CPX-351: An Old Scheme with a New Formulation in the Treatment of High-Risk AML

Round 1

Reviewer 1 Report

The authors present an exhaustive review relative to the effects of CPX-351 administration in high-risk AML patients, reporting in detail the results of the main trails and clinical experiences.

Overall, the work is well structured, including tables well summarizing the content. The bibliography used is mostly updated and appropriate, apart some missing items (as reported below).

The paragraphs are organized in a proper way, even if the content is not always clear and well described and contains some inaccuracies, as pointed below:

 

• line 57-67: better explain the three subgroups classification, listing them: t-AML is part of s-AML?
• Phase I clinical study description:
  • the cited papers are dated 2011 and 2012; I don’t think that the first trial initiated in 2015.
  • add some considerations on the conclusions of phase I clinical trials, especially on the fact that CPX-351 at high doses is suitable for patients requiring intensive chemotherapy and at reduced doses in those with advanced age and/or co-morbidities
• Phase II clinical study: the conventional treating regimen is named 7+3 or 3+7?
• Table 1: the total number of patients in the 7+3 group is 156 according to reference 33
• There is no uniformity in the writing of numbers along the text (line 243 for example).
• Conclusion section: I would add some considerations on the new promising combination of CPX-351 with other molecules that are currently under study. I would especially speculate on how they can help in answering to all the open questions correctly reported by the authors.

 

English requires adjustments. The sentences are often too long and redundant and many typos and small mistakes are present in the text.
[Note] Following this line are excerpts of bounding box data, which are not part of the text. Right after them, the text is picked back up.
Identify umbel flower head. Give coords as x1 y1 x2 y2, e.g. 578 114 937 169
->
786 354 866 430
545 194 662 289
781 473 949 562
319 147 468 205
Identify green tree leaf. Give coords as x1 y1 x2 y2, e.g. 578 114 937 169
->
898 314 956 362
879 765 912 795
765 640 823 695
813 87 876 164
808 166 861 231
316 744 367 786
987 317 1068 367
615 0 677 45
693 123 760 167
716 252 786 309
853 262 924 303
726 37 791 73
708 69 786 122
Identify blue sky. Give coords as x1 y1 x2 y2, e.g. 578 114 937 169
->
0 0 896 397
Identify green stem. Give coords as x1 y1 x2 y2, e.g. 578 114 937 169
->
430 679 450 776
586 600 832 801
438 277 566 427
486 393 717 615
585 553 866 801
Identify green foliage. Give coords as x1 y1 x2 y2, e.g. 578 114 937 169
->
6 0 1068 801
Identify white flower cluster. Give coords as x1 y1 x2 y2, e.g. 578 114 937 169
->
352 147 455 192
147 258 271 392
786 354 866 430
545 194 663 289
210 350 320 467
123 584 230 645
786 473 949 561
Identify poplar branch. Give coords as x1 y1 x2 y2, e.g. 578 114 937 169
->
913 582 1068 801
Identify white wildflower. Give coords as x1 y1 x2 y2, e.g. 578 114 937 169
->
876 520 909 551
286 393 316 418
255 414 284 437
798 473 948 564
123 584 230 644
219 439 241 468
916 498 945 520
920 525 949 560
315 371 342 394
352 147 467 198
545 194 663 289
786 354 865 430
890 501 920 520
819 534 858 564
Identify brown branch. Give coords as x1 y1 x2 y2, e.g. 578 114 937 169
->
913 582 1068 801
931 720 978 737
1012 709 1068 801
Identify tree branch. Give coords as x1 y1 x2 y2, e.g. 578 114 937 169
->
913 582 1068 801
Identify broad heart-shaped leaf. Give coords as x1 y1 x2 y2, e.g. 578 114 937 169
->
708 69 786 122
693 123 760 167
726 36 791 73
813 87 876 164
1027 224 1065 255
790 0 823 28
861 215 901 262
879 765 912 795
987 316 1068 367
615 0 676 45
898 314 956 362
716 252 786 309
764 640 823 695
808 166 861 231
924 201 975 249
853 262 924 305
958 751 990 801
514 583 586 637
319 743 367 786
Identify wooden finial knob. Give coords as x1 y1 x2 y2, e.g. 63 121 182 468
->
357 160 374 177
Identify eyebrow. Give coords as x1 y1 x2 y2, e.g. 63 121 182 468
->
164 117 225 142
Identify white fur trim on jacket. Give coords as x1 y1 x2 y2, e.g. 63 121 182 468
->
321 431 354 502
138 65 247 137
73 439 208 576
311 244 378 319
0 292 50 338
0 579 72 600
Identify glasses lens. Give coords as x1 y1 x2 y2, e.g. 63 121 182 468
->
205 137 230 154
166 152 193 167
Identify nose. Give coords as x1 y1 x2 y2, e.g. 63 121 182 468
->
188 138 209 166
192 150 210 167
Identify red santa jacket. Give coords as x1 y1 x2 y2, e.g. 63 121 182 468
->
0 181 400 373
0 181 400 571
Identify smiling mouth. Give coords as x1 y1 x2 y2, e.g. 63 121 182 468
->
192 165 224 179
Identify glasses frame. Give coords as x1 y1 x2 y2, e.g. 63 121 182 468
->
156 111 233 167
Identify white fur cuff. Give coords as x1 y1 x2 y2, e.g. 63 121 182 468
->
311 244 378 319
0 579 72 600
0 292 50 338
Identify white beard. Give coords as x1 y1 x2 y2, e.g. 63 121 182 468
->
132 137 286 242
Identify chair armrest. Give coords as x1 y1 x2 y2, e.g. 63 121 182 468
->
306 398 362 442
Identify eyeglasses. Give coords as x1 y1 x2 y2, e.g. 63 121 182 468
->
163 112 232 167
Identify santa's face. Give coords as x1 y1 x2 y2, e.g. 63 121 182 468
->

Here just some examples:

 

Line 27: please correct with “no significant changes in overall survival have been observed”

Line 34: please remove “antecedent”

Line 46: “is hypothesized to determine” please replace with “drives”

Line 56: “According to a biological profile” replace with “From a biological perspective”

Line 57: better to use “that can be classified in…”

Line 92-93: please rephrase

Line 112: “characterized” instead of “characterizing”

Line 120: “occurring” in not the proper term here

Line 129: replace “the majority of which are included” with “mainly located”

Line 160: remove “attack DNA and”

Line 167-171: please rephrase

Line 178-181: the meaning of this sentence is not clear to me

Line 184: remove “aimed”

Line 184-189: split in two sentences

Line 303: “included” instead of “including”

Line 373: remove “a”

Line 375: better to say “from one year of age”

Line 378-379: please rephrase

Line 389:  define acronym FUO

Line 461: remove “was”

Line 493-494: I do not find the reported information in the mentioned reference

Line 493: reference 56 is not present in the bibliography

Line 518: reference 57 is not present in the bibliography

Author Response

1. line 57-67: we better explain the three AML subroups; s-AML including t-AML
2. in the phase 1 study description the year has been changed
3. The MTD established was 101 unit/mq and there was no difference acording to age and comorbidities
4. 7+3 was modified in 3+7
5. table 1 was modified
6. the numbers in the text was modified
7. there is an entire parghraph on novel combination approaches based on CPX-351 treatment including detailed data and potential impact on AML therapy scenario
8. All the revisions in the text have been modified

please see the attachment

Author Response File: Author Response.docx

Reviewer 2 Report

This is an interesting review with clinical relevance. It might be improved by a more detailed discussion of CPX-351's potential in molecularly defined s/t-AML subpopulations.

For instance, a recent Blood paper by Tim Grob et al. has recently suggested that TP53 mutated MDSs and AMLs should be considered a separate entity with a particularly poor outcome (2y OS about 12%). As TP53 mutations are the most frequent in t-AML, this issue should be discussed in detail along with data about CPX-351 vs other therapies in this subset.

In general, as AML classification is more and more linked to specific mutational signatures, it might be ineteresting to focus on what of them are associated to better or worse clinical outcomes in s/t-AMLs.  

Several sentences are not supported by references, e.g.: line 533: Lancet et al... lacks reference number.  

Author Response

1. we have introduced an entire paragraph on the impact of CPX-351 on TP53 mutated AML patients
2. we also added some sentences on the impact of CPX-351 in AML patients according to specific mutations
3. all the sentences were supported by specific references

Author Response File: Author Response.docx

Round 2

Reviewer 1 Report

There are still minor typos in the text but the work can be accepted in this form.

 

Reviewer 2 Report

The manuscript has been significantly improved, I have no further suggestions.